CAMPUS

WPI profs get grants to work on converting waste to fuel

Brian Lee
Brian.Lee@telegram.com

WORCESTER — Chemical engineering professors at Worcester Polytechnic Institute will use more than $2.2 million in grants to expand an effort to convert waste into environmentally-friendly biofuels, the school said Wednesday.

Associate professor,Michael Timko will team with Andrew Teixeira, assistant professor, and Geoffrey Tompsett, assistant research professor, to try to develop a process to lower reliance on fossil fuels, cut the amount of municipal waste that goes into landfills, and reduce water pollution and emissions from petroleum products and landfills, according to WPI.

A 2019 Fulbright U.S. scholar who has been developing ways to significantly improve the yield of biofuel that can be created from food waste, Timko received a three-year, $1,995,199 grant from the Department of Energy and $275,000 from the Massachusetts Clean Energy Center.

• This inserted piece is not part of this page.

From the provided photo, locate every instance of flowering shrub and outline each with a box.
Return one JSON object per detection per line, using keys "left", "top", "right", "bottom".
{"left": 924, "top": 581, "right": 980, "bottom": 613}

Timko, according to WPI, will expand his earlier research to mix food waste with municipal green waste, such as yard trimmings, leaves, and sticks. By combining the two kinds of waste, he’s trying to create more energy-dense oil that can be upgraded to a liquid biofuel.

“We have shown that we have methods to convert food waste into energy products,” said Timko, who earned the Fulbright award to develop a device he can use in his biofuel research. “Increasing scale is a big goal. If you can handle more waste — different kinds of waste — you can have a larger-scale process. There’s no one silver bullet to creating green energy, but this is a piece of that puzzle. Every time you can add a piece of that puzzle, it matters.”

Timko envisions that energy-producing companies will one day use his processes to turn food and yard waste from towns, grocery stores, schools, and other organizations into energy.

Collaborators on the DOE grant include researchers at MIT, University of California at Riverside, Massachusetts-based Woods Hole Oceanographic Institution, and Florida-based Mainstream Engineering Corp.